Ru5ty's Magnaflow 14805 is what I prefer. That is what I am planning to do in the future. 












And In my opinion (and only mine), dual exhaust on a 4 banger just seems silly to me.


----------



## spacedout (Dec 7, 2010)

EcoDave said:


> And In my opinion (and only mine), dual exhaust on a 4 banger just seems silly to me.


Single exhaust usually flows better even on a v8, unless you have true duels(from the motor back) with some sort of pressure balance(H-pipe) between each side. The only way to add duals to the cruze is a y-pipe which is super bad for flow. 

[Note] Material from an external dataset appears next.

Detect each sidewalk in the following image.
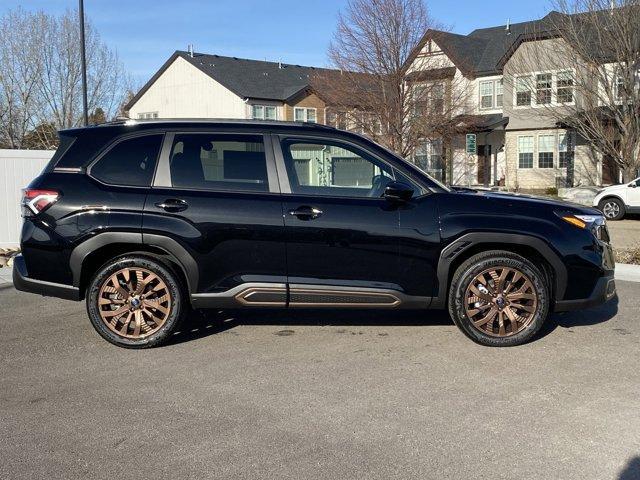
[0,267,13,285]
[0,263,640,285]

So funny to see 4cylinders with duals on the highway when really cold out, one side of exhaust will have considerably more flow than the other(you can see the exhaust like your breath). Only way this doesn't happen is if you get the exaust from the y-pipe back to have the exact same bends & length.


----------



## CanaryGT (Aug 12, 2013)

Yeah I understand that but for me its more of a symmetry thing. In all honestly the magnaflow sounds good but I do not like having huge tips on the back. I just think the video with the dual exhaust looks nice.


----------



## brian v (Dec 25, 2011)

Go for that man , and if you pull that off you will be happier with yer cruzen .


----------



## CanaryGT (Aug 12, 2013)

brian v said:


> Go for that man , and if you pull that off you will be happier with yer cruzen .


Go for what? Lol


----------



## brian v (Dec 25, 2011)

What ever you are trying to do to improve your cruzen . The symmetry aspect of the rear .


----------



## CanaryGT (Aug 12, 2013)

brian v said:


> What ever you are trying to do to improve your cruzen . The symmetry aspect of the rear .



Thanks! I appreciate it! I was just wondering if I can use magnaflow mufflers but those tips.


----------